Sebastian Saum fehlt es an nichts: Er ist ein gefeierter Opernsänger, verkehrt in anregender Gesellschaft und lebt sorgenfrei mit seinem besten Freund Franz im geerbten Familienanwesen. Alles könnte gut so bleiben, wie es ist, bis er eines Abends ein Vollbad nimmt und beschließt, nicht mehr aus der Wanne zu steigen. Tag um Tag vergeht, und während Franz ihn geduldig und treu bewirtet, gewinnt er nackt und allein Distanz zur Welt. Sein Leben und die Rollen, die er darin einnimmt, werden ihm fragwürdig. Er legt sie ab wie ein Kostüm, wie seine Garderobe, wie alles, was er jemals getragen hat. Und was bleibt übrig, von einem nackten Sänger ohne Publikum, von einem, der von allem immer nur verschont wurde, der immer nur Applaus gesucht hat? Ein Haufen abgetragener Kleider und Schuhe, die er im Kopf sortiert. Und die Frage, was es wert ist, aus der Wanne zu steigen und sich mit den Menschen zu verbinden.Dieses schmale Buch hat es in sich: Mit beißendem Humor und Sätzen von scharfer Eleganz singt es eine Arie auf Verletzlichkeit und Verantwortung, auf Freundschaft und Treue. Ein Kunststück!
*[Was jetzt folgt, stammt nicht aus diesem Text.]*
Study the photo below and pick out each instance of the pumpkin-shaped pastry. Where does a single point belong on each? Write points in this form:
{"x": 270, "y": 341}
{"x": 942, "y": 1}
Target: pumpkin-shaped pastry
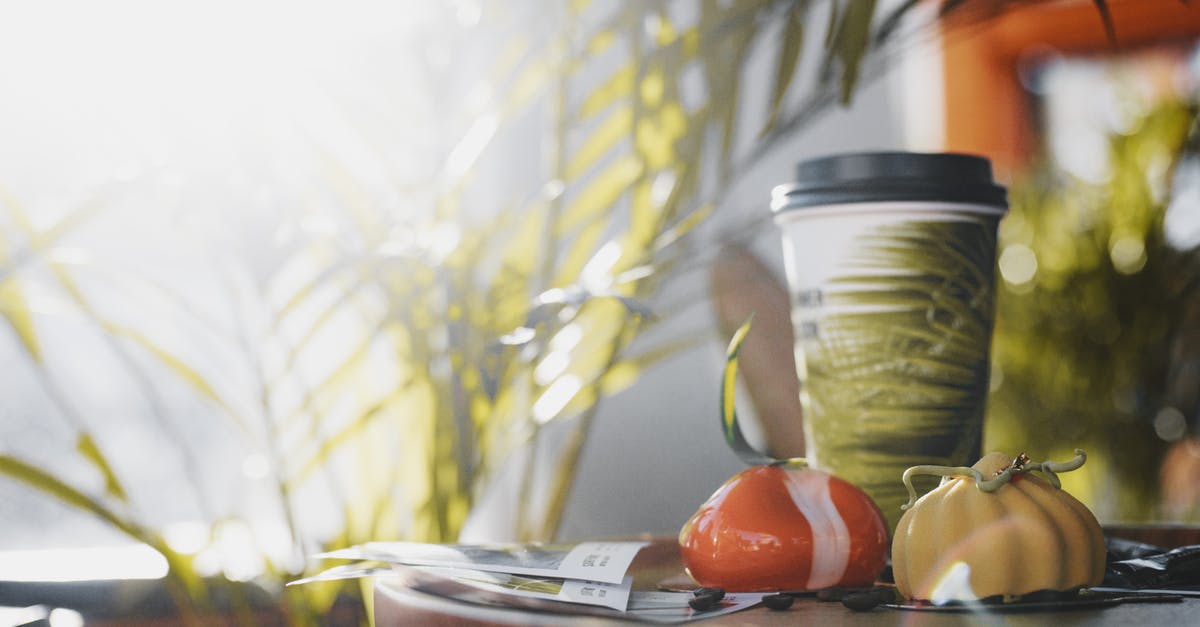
{"x": 778, "y": 527}
{"x": 996, "y": 529}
Eine Entdeckung! Elke Heidenreich
Perlentaucher-Notiz zur F.A.Z.-Rezension
Rezensentin Karoline Heinzl überrascht das Setting von Tine Melzers zweitem Roman. Die Weltflucht eines Baritons ist das Thema, das die Autorin in ihrem Buch verhandelt. Das ist skurril und zugleich komisch zu lesen, findet Heinzl. Dass sich der von einem Faktotum versorgte Protagonist immer wieder in die Badewanne als Schutzort und Schlafstatt zurückzieht, ist nur eine der Seltsamkeiten, die die Hauptfigur umgeben, erklärt Heinzl. Nebenher ensteht das Bild eines Opernkünstlers, meint sie. Stilistisch überzeugt der Text sie mit Präzision und Rhythmus. Nur manchmal ufern die Details allzu sehr aus, so Heinzl.